Goal: Quickly find an element in an array.
Let's say you have an array of numbers and you want to determine whether a specific number is in that array, and if so, at which index.
In most cases, iterating over a range
in Go is good enough for that:
numbers := []int{11, 59, 3, 2, 53, 17, 31, 7, 19, 67, 47, 13, 37, 61, 29, 43, 5, 41, 23}
for index := range numbers {
if numbers[index] == 43 {
return index // Returns 15
}
}
However, this approach performs a linear search. In code, that looks something like this:
func linearSearch(nums []int, target int) int {
for index := range nums {
if nums[index] == target {
return index
}
}
return -1
}
And you'd use it like this:
linearSearch(numbers, 43) // returns 15
So what's the problem? linearSearch()
loops through the entire array from the beginning, until it finds the element you're looking for. In the worst case, the value isn't even in the array and all that work is done for nothing.

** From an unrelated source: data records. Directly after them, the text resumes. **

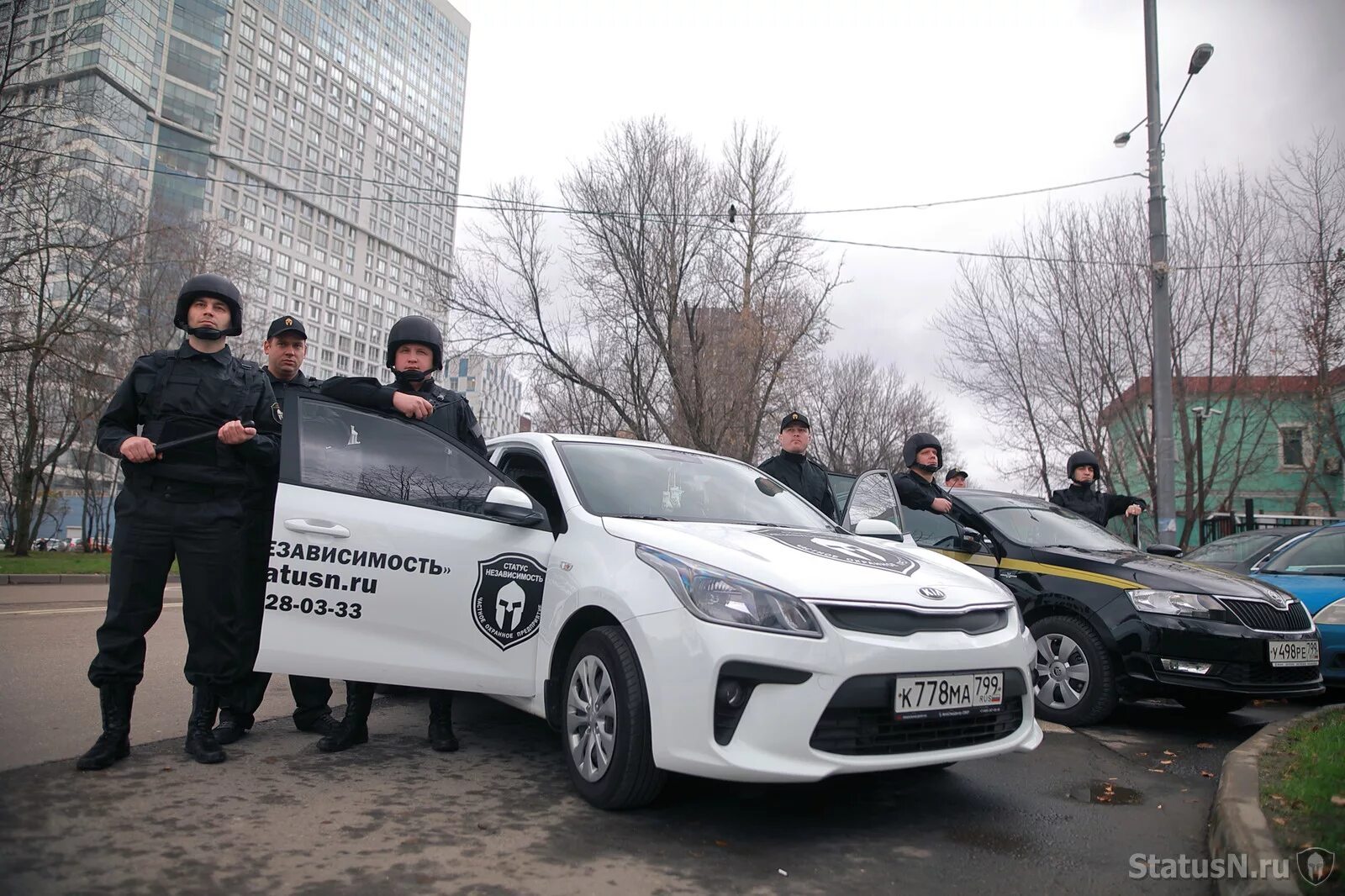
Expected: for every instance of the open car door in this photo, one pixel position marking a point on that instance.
(873, 497)
(400, 556)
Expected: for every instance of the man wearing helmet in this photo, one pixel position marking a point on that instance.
(182, 503)
(1082, 494)
(414, 354)
(286, 349)
(923, 455)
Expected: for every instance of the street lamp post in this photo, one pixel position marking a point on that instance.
(1165, 455)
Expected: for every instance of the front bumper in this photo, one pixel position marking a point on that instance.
(1239, 658)
(797, 732)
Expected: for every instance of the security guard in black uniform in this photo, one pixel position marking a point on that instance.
(182, 503)
(923, 455)
(414, 353)
(286, 349)
(1084, 498)
(797, 470)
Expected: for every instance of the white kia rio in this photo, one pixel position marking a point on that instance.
(666, 609)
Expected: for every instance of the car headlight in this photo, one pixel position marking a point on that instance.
(1332, 614)
(719, 596)
(1174, 603)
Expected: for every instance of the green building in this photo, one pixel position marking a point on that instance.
(1274, 443)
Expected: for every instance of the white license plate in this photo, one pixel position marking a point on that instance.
(1295, 653)
(939, 696)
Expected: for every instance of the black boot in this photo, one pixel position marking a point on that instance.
(354, 728)
(114, 743)
(233, 725)
(441, 721)
(201, 741)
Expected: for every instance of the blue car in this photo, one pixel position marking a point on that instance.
(1313, 569)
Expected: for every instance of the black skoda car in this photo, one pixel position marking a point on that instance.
(1110, 620)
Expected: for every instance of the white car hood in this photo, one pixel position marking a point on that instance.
(820, 564)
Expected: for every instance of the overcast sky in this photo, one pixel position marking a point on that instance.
(903, 101)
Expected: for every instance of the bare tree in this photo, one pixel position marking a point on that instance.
(1309, 192)
(861, 414)
(676, 322)
(1055, 340)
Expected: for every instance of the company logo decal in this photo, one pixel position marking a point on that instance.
(508, 600)
(847, 549)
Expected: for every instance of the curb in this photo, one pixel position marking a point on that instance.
(64, 579)
(1237, 825)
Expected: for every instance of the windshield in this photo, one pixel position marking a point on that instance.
(1322, 553)
(1234, 549)
(666, 483)
(1049, 526)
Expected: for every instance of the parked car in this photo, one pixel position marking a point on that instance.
(1246, 549)
(1313, 569)
(1111, 622)
(666, 609)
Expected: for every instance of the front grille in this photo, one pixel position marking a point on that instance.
(1266, 674)
(896, 620)
(860, 721)
(1262, 616)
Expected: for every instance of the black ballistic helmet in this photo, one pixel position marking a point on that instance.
(219, 288)
(918, 443)
(416, 329)
(1083, 459)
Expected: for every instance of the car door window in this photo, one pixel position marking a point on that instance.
(343, 448)
(931, 529)
(872, 497)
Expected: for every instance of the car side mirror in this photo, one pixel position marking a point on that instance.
(513, 506)
(972, 540)
(878, 529)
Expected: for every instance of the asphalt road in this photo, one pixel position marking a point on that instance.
(393, 817)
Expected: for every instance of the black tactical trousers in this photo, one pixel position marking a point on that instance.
(159, 519)
(311, 694)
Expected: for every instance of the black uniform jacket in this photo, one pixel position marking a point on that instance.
(806, 477)
(1086, 501)
(452, 412)
(916, 493)
(183, 392)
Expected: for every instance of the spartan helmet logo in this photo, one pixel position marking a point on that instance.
(1316, 865)
(508, 600)
(509, 607)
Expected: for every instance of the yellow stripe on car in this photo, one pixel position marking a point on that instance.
(1042, 569)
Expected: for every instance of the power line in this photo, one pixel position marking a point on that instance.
(540, 208)
(587, 212)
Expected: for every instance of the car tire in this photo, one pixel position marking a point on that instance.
(605, 723)
(1073, 674)
(1212, 704)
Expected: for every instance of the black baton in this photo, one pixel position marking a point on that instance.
(192, 440)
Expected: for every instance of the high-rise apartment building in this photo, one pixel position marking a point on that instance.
(324, 134)
(495, 393)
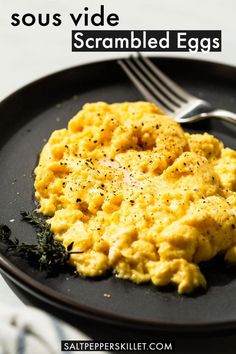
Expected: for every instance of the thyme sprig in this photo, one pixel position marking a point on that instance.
(47, 254)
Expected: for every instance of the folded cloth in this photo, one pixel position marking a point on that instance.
(26, 330)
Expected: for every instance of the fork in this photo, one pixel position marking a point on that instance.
(158, 88)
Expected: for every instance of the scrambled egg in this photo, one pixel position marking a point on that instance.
(129, 190)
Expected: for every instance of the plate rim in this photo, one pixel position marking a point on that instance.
(63, 301)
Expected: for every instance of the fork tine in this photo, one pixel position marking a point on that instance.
(141, 88)
(146, 69)
(171, 85)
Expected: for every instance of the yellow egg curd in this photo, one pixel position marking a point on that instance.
(130, 191)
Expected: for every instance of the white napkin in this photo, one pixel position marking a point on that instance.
(26, 330)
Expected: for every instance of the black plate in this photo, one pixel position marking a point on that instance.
(27, 119)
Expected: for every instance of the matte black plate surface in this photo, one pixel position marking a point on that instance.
(27, 119)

On average, the linear search algorithm needs to look at half the values in the array. If your array is large enough, this starts to become very slow!
The classic way to speed this up is to use a binary search. The trick is to keep splitting the array in half until the value is found.
For an array of size n
, the performance is not O(n) as with linear search but only O(log n). To put that in perspective, binary search on an array with 1,000,000 elements only takes about 20 steps to find what you're looking for, because log_2(1,000,000) = 19.9
. And for an array with a billion elements it only takes 30 steps. (Then again, when was the last time you used an array with a billion items?)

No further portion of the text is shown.